Mitch’s initial industry experience came working with a smaller wholesaler, and he’s very satisfied now as a longtime member of Do it Best. “They’ve got a great corporate structure that’s based on integrity. They have larger combinations of hardware and commodities and that helps us grow,” he says.
They are learning every day how to use their Epicor point-of-sale system on a deeper level. “It’s a great tool for purchasing and staying focused on the bottom line, as well as determining what’s performing and not performing,” Mitch says.
Mitch has been pleased to see son Josh take charge as general manager of both locations, using social media and technology to serve as sales tools.
HELPING OTHERS AND STAYING HUMBLE
The future looks bright for Ivey’s Building Materials, and that is a testament to the way Mitch has run his business, how he has treated people and how he has served his community. “Always do what’s right. That pays big dividends. But above all, we see how faithful God’s been to all of us,” he says.
Ivey’s has 60 employees who are all treated like they are part of the family. “We recognize birthdays and anniversaries and continually analyze wages so we stay competitive,” Mitch says.
Mitch and Pam Johnson have been involved in mission trips around the world offering medical support, hunger relief and construction help.
The Johnsons have always had a strong connection to their church that filters through to their own community and ones around the world. Mitch served as president of a boy’s home in Brazil for about 10 years. He and Pam have traveled to remote locations all over the world on mission trips with various organizations offering medical support and hunger relief. “We’ve been able to see the world through the eyes of God and see how blessed we are in this country,” he explains.
Understandably, their experience and knowledge have allowed them to assist with construction projects in several countries across multiple continents. While their support overseas is primarily monetary, the Johnsons (and Ivey’s) are able to supply larger amounts of building materials for projects in the U.S.

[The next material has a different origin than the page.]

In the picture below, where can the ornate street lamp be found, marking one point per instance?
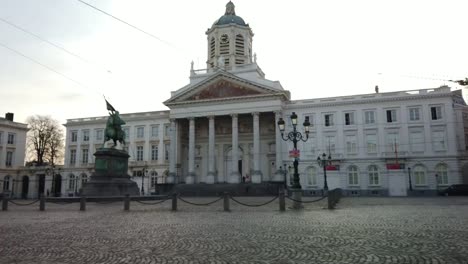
(324, 162)
(295, 136)
(409, 178)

“We’ve seen some truly unbelievable places, and we also stay connected with the people we meet. That’s just who we are. And our customers’ support of our business has allowed us to follow this passion and be a part of other people’s lives in different parts of the world. It’s truly a blessing,” Mitch says.
The Johnson family has worked hard to form deep connections in the communities they serve.

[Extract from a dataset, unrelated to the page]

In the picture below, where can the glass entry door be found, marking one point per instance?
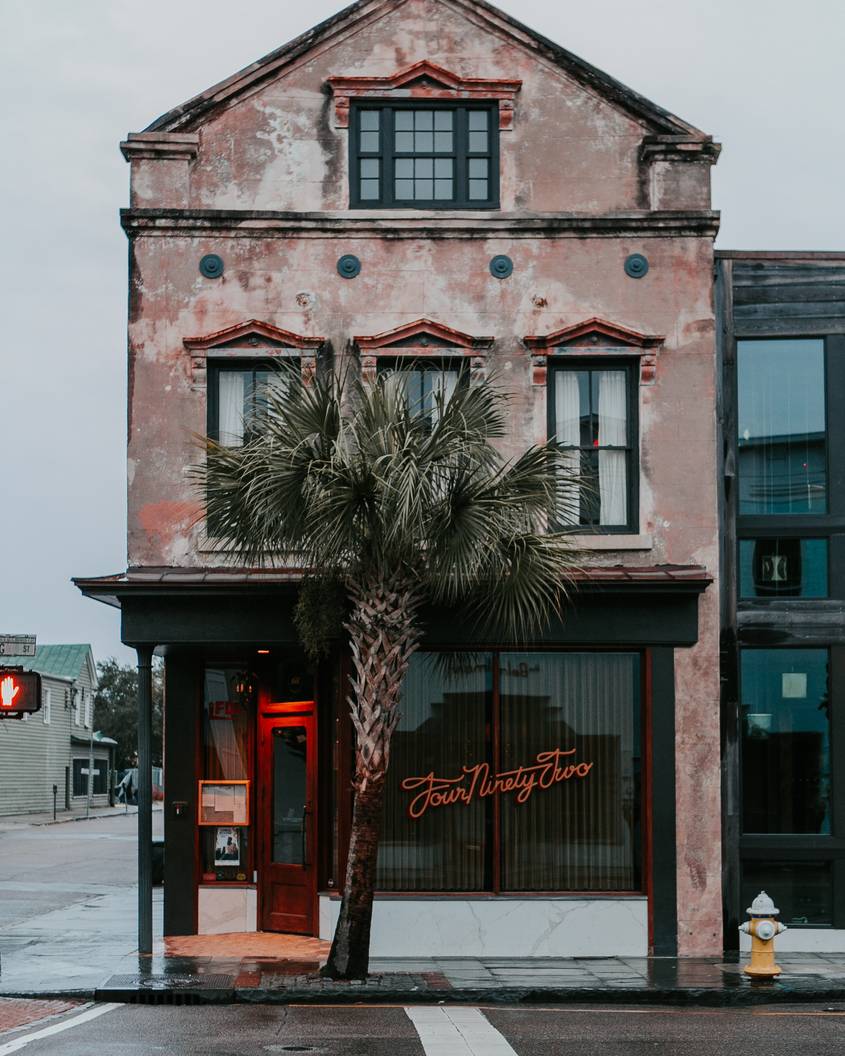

ENCOURAGING THE NEXT GENERATION
The Mansfield location is 60 percent contractor, while the Houghton location is 75 percent pro and 25 percent retail. Ivey’s has completed the transition from its early days as a retail hardware store with a lumber emphasis to more of a pro-oriented lumber center. 2021 was a strong year helped by the inflated price of lumber.

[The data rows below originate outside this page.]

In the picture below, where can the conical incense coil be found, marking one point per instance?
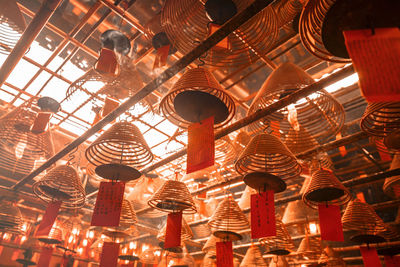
(324, 187)
(320, 114)
(173, 196)
(10, 218)
(266, 153)
(186, 24)
(122, 144)
(228, 217)
(61, 183)
(253, 258)
(186, 232)
(128, 214)
(281, 244)
(391, 186)
(202, 83)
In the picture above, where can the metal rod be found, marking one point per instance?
(211, 41)
(32, 31)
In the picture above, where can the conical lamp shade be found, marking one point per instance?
(324, 187)
(284, 80)
(197, 95)
(173, 196)
(61, 183)
(228, 217)
(253, 258)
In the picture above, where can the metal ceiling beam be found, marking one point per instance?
(253, 9)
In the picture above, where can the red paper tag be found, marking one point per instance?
(201, 146)
(263, 222)
(330, 222)
(376, 58)
(173, 232)
(107, 210)
(48, 219)
(224, 254)
(392, 261)
(45, 257)
(109, 254)
(41, 121)
(161, 57)
(370, 257)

The business is also evolving its management and leadership as the next generation makes it mark. Josh was instrumental in launching Bid Desk, an online portal where contractors can bid on materials or projects and submit for an estimate. “It’s like a third arm of a salesperson,” Mitch says. “We’re even getting hits out of state, so it’s been a whole new avenue for growing sales.”
He credits ongoing learning as the best way to stay on top of the ever-changing landscape. Joining the Construction Suppliers Association put them in contact with other yards to compare notes, and Josh has become active in that group. “It was a real game-changer for our business,” Mitch says, “because it helped us reshape our vision and focus on improving things we weren’t strong in.”
EXPANSION ON THE HORIZON
With two successful locations embraced by customers, the Johnson family is working to open a third store soon in Blanchard, La. “That’s definitely our goal. We’ve got the land but we want to wait a little for the economy to settle before we go full bore,” Mitch says.
Winning the Beacon Award is a great privilege, according to Mitch. “God has given me the strength and energy to work all these years. When I think of the many people and family members I’ve had the opportunity to work with, if I can accept on their behalf then all the hard work will have been worth it,” he says.